Besser spät als nie
Die Bundesjustiz arbeitete ihre NS-Verstrickung auf
»In der Justiz lebe ich wie im Exil«, sagte der hessische Generalstaatsanwalt Fritz Bauer einmal. Und: »Wenn ich mein Dienstzimmer verlasse, betrete ich feindliches Ausland.« Damit ist treffend beschrieben, wie es um die (west)deutsche Nachkriegsjustiz jahrzehntelang stand. Bauer gehörte zu der Minderheit unter den deutschen Juristen, die sich den Nazis nicht anbiederten und andienten. Bereits im Mai 1933 verhaftet und acht Monate interniert, sah er sich zur Emigration gezwungen. Erst 1949 kehrte er nach Deutschland zurück. Dort schlug ihm heftiger Widerstand entgegen, als er 1963 den ersten Auschwitz-Prozess in Frankfurt am Main initiierte. Dessen Urteilssprüche ihn und die Opfer nicht befriedigen konnten. Kein Wunder, war doch die Mehrheit der Juristen nicht bereit zur schonungsloser Aufklärung und Ahndung von NS-Verbrechen, in die sie selbst heftigst verstrickt und verwickelt waren, die sie angeordnet und vollstreckt hatten. Täter und Mittäter fanden sich übrigens schon in dem vom Rabbinersohn Albert Norden in Auftrag gegebenen DDR-Braunbuch.
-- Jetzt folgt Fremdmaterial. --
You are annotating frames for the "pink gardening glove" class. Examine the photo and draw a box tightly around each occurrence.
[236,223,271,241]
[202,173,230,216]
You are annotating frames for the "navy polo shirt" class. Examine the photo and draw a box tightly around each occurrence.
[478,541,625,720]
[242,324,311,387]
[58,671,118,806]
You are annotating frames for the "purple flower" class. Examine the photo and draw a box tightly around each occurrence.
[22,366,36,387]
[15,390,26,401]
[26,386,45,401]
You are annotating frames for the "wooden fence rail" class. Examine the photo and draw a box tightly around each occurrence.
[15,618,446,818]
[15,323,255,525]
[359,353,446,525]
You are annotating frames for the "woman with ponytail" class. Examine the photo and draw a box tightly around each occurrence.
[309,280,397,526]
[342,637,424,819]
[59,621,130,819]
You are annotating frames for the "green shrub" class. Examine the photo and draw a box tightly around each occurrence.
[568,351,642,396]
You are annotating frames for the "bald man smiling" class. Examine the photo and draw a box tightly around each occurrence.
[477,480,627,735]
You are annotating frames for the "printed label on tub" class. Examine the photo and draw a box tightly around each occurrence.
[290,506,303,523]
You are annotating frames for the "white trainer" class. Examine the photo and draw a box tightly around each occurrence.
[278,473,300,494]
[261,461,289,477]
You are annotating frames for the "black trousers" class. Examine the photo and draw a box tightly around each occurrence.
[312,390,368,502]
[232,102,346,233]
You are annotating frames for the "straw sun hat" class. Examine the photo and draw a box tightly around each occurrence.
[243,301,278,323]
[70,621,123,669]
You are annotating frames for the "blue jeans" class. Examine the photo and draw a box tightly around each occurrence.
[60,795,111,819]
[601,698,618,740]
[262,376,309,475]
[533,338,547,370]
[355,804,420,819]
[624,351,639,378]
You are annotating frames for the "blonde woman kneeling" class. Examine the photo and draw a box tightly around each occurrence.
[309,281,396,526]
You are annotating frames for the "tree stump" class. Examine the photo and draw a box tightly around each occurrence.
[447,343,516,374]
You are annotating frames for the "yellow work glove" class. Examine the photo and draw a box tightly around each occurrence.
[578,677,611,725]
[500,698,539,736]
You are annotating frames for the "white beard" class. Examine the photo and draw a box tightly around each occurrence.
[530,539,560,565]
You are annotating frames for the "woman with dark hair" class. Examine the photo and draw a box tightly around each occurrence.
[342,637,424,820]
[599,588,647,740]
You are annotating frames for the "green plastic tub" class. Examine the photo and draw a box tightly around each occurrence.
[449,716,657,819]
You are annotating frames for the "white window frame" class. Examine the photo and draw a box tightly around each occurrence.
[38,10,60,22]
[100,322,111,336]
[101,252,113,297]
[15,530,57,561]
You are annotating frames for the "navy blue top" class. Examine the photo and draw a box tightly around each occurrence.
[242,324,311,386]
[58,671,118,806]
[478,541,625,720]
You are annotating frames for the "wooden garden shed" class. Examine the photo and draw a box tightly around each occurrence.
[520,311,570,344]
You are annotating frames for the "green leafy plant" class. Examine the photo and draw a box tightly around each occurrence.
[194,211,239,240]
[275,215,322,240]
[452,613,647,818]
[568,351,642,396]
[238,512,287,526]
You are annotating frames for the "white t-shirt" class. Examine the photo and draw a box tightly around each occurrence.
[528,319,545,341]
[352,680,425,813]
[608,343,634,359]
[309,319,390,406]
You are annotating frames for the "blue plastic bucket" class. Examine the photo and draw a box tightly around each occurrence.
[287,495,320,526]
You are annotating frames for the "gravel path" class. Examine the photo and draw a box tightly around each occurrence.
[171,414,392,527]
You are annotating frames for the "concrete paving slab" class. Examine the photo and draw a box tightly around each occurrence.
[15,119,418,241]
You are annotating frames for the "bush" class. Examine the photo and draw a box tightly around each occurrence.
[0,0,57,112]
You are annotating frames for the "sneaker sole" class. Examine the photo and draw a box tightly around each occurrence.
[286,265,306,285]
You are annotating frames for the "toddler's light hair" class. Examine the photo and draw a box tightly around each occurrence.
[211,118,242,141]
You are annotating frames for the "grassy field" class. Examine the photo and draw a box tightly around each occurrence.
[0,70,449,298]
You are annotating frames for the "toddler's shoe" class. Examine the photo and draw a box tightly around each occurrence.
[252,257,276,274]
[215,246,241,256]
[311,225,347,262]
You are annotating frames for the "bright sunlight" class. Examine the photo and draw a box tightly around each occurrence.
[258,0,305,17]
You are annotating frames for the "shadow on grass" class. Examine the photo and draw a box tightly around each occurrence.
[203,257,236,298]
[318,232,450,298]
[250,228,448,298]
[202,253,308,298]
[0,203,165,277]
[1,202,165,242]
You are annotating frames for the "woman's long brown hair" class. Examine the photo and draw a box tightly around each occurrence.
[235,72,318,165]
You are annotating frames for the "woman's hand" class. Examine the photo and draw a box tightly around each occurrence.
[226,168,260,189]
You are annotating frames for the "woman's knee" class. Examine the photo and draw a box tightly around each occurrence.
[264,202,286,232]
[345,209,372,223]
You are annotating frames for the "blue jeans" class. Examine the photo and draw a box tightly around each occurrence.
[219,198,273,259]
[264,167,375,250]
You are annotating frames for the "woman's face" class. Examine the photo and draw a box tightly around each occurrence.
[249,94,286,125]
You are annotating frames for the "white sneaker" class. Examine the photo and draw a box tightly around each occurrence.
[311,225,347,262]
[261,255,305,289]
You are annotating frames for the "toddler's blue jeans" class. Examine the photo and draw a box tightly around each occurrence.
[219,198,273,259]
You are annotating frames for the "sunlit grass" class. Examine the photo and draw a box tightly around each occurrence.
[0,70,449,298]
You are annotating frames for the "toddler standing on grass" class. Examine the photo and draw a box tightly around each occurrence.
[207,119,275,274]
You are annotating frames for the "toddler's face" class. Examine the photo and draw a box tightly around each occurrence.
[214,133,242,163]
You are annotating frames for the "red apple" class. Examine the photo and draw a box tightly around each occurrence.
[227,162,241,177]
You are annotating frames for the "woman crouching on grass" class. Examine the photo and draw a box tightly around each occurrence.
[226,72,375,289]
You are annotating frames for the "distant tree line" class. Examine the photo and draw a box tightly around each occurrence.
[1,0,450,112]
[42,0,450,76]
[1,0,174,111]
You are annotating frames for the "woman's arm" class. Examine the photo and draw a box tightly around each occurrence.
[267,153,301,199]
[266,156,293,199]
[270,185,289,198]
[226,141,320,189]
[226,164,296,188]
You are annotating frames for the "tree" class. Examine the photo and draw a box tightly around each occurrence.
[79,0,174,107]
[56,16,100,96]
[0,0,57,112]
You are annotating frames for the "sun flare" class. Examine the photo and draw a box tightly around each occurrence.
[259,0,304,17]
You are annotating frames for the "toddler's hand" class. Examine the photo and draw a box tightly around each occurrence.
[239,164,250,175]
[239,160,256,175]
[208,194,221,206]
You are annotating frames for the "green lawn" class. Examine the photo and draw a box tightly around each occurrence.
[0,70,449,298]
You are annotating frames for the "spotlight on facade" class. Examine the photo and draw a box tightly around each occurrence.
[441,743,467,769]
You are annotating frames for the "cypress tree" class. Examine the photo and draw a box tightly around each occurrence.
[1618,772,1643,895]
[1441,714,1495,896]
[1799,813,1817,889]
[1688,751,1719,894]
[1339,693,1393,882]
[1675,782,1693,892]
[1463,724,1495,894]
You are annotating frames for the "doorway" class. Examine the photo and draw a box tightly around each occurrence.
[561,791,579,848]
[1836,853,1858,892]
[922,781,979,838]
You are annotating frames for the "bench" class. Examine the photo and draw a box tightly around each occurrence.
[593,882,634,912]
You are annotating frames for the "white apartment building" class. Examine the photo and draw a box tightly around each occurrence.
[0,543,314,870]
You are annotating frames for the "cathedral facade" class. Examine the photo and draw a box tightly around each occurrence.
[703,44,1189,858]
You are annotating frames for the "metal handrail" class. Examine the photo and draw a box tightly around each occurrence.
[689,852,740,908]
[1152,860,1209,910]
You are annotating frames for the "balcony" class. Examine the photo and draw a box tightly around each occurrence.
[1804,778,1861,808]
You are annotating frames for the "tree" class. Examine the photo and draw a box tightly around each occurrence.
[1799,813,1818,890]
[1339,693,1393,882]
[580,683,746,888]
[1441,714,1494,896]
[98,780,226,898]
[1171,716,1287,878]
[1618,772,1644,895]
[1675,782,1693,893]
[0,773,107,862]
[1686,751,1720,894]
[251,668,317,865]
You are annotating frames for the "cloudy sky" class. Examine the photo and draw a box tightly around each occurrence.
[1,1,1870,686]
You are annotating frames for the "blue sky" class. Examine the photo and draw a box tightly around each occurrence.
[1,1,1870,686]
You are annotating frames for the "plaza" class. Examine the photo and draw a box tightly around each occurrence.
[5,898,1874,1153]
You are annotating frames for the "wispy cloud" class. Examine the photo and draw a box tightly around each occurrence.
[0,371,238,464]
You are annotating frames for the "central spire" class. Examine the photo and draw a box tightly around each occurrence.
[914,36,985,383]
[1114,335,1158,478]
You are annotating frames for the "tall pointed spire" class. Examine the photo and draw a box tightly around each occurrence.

Am gestrigen Montag wurde in Berlin in Anwesenheit des Bundesjustizministers Heiko Maas (SPD) und einer seiner Vorgängerinnen, Sabine Leutheusser-Schnarrenberger (FDP), der Bericht der Unabhängigen Wissenschaftlichen Kommission zum Umgang des Bundesministerium der Justiz mit seiner NS-Vergangenheit präsentiert. Nach Jahrzehnten des Schweigens, Vertuschens, Verharmlosens scheint ein regelrechter Aufarbeitungswettbewerb zwischen staatlichen Institutionen und Organisationen ausgebrochen zu sein. Nach dem BKA und zeitgleich mit dem BND nun also das Bundjustizministerium. Besser spät als nie.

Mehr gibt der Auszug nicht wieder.